Siá Doninha, vendo que a neta ainda estava muito abatida, falou com o neto para sair do quarto, mas Menina pediu pra que ele ficasse. Era bom vê-lo, era bom saber que ele ainda tinha o braço. Melhor ainda saber que braço de gente não sai do corpo quando quebra. Depois ela estendeu a mão pra ele e desculpou-se:
_ Zico, eu só empurrei você porque tive medo do “guariba que-não-era”. Ele já estava quase me pegando.
Siá Doninha, ouvindo aquilo, quis saber do que ela falava.

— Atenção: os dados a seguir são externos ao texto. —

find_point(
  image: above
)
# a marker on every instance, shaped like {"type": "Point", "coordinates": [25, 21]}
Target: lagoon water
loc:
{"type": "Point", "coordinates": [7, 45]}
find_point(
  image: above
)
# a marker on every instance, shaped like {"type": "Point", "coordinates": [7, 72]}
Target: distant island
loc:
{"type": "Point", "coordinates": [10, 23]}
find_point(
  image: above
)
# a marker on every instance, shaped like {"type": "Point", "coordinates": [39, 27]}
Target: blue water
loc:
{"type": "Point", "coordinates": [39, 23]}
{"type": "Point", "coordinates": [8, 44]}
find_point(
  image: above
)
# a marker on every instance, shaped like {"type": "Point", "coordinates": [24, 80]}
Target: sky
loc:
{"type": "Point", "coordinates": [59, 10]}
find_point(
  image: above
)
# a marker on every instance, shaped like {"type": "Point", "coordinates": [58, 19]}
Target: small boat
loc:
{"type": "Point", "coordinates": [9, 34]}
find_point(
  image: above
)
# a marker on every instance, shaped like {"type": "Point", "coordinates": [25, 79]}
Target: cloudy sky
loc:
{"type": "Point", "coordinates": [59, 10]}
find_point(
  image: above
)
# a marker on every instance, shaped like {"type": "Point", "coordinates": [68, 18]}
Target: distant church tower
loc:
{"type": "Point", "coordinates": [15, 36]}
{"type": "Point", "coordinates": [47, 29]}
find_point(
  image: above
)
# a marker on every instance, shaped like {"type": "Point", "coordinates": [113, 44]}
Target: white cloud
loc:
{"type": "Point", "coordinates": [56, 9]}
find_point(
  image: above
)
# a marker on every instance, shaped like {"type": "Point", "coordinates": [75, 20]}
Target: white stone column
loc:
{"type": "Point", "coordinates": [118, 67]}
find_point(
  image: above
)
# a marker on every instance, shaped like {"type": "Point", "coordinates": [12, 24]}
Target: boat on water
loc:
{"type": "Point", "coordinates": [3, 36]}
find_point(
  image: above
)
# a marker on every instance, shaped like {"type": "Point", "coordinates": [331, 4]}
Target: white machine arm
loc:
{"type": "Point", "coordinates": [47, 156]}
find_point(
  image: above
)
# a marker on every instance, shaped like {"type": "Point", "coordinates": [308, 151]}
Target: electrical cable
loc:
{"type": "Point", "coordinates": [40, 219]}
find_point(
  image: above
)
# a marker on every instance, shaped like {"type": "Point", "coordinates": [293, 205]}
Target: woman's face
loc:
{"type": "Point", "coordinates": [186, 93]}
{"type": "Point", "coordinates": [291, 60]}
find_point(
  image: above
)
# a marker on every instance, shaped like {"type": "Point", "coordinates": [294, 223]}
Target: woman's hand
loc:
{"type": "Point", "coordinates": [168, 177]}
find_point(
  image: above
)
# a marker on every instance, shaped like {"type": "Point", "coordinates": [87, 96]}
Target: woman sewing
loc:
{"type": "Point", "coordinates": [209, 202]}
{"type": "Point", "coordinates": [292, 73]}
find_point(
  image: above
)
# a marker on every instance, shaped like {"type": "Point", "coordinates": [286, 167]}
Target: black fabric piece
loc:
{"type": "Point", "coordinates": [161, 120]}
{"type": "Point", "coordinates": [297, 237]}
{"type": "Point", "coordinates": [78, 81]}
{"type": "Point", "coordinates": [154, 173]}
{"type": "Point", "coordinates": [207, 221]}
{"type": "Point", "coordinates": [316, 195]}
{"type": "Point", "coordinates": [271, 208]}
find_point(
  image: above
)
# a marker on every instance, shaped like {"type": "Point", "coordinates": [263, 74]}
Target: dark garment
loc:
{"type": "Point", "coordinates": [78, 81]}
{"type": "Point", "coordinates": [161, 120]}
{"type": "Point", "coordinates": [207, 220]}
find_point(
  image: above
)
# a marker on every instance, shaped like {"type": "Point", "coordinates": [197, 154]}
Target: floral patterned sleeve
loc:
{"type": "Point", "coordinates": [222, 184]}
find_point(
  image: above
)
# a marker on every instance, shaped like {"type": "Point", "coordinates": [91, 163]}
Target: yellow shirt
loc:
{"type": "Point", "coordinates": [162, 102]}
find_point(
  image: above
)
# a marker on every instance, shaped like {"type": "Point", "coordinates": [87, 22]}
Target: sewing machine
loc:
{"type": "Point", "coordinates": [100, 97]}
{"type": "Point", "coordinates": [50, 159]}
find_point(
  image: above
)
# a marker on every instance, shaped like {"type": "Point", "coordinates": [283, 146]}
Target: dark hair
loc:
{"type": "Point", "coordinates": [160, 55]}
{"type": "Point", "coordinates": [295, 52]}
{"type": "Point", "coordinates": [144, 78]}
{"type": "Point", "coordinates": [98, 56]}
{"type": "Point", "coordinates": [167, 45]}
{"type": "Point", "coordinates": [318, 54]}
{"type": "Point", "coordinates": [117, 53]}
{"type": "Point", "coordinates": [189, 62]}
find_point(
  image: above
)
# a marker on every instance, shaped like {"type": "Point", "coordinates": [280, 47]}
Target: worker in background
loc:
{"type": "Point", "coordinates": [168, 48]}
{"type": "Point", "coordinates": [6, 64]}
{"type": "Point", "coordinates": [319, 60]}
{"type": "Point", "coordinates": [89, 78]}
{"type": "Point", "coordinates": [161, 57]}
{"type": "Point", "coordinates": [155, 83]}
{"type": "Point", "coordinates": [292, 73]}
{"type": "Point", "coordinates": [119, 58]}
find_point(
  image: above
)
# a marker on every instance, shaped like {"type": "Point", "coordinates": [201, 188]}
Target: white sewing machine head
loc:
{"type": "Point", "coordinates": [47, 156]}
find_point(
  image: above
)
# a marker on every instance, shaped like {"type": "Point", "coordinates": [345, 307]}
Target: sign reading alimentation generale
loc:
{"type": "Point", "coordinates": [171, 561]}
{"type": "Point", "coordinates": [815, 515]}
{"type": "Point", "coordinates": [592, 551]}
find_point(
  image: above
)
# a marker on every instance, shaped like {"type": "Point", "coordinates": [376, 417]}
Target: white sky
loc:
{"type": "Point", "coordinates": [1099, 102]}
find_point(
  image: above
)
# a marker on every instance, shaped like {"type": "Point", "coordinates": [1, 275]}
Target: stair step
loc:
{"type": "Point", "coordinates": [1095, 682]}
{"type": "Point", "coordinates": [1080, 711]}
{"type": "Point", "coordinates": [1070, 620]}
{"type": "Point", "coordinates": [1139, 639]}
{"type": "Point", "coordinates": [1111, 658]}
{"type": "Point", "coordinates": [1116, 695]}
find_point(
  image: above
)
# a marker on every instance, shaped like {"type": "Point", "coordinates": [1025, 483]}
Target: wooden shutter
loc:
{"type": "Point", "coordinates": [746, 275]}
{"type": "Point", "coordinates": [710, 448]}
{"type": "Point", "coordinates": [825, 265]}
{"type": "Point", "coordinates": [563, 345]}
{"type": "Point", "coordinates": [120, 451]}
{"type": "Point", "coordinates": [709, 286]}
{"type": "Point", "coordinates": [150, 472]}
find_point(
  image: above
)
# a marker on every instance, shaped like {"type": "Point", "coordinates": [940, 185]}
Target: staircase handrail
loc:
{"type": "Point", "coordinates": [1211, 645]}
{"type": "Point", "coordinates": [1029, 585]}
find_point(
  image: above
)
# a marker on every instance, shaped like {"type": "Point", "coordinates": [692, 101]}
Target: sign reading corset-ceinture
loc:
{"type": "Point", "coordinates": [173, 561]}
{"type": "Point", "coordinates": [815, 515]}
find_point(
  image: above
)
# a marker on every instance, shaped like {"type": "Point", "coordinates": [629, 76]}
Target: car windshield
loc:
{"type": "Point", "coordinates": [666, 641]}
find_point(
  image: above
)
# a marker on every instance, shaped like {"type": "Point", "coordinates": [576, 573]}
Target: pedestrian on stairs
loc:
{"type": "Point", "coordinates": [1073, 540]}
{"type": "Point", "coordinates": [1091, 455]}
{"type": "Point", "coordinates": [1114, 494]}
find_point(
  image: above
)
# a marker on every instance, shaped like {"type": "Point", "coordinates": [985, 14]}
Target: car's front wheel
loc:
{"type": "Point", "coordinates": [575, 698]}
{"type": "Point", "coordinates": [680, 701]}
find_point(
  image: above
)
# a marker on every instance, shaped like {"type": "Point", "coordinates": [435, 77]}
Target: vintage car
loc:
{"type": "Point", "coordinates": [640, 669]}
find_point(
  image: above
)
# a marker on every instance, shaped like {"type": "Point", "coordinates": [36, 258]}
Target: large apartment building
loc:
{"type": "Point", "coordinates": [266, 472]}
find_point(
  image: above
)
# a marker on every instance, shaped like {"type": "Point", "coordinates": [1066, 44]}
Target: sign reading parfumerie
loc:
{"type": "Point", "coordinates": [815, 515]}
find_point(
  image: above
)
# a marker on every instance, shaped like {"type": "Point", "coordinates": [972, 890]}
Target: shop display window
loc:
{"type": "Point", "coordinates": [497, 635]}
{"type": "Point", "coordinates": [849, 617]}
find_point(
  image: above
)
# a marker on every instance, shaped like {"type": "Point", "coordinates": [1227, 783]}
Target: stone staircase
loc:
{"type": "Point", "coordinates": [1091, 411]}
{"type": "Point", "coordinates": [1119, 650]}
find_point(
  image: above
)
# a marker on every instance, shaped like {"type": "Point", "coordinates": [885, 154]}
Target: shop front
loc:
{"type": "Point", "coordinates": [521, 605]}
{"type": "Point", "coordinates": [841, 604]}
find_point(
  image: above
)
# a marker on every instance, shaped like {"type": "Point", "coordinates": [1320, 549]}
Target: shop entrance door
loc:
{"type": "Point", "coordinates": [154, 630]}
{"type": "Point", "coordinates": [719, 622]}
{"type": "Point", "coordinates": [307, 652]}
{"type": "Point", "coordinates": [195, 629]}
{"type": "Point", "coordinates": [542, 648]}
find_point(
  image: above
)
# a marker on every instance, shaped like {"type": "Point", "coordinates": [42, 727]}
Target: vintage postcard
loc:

_Que estória é essa de guariba?
_ É o monstro que a senhora falou naquele dia lá na mata e que a mamãe tinha medo, quando era pequena - disse ela.
A mulher começou a rir e ainda rindo falou com eles:
_ Por que vocês não perguntam as coisas pra gente? Isso evitaria um monte de dores de cabeça. Guariba não é nenhum monstro. Guariba é só uma espécie de macaco um pouco maior do que aqueles que nós vimos lá na mata. Peçam pras irmãs de vocês verem se na tal enciclopédia ilustrada, tem guariba.
Zico ouviu a avó e concluiu:
_ Não precisa mais vovó. A senhora já disse que guariba é macaco. – em seguida, olhando pra irmã, pediu:
_ Moço! O tio Antônio disse que encontrou você escondida num buraco de tatu. Foi mesmo? Conta como foi, você conta, moço? O tatu não te mordeu? Como que era o tatu? Você viu o tatu de perto?
Menina sorriu e olhou pra Siá Doninha pedindo socorro. Tudo o que ela desejava naquele momento era esquecer aquele episódio dramático. Siá Doninha saiu do quarto levando o neto. Menina só precisava de repouso. Logo estaria pronta pra outras artes, outras aventuras na chácara.
Fim
(Este conto faz parte da série composta por dezenove episódios, sob o título “A Menina da Chácara”. Neles eu relato as aventuras da minha infância na chácara).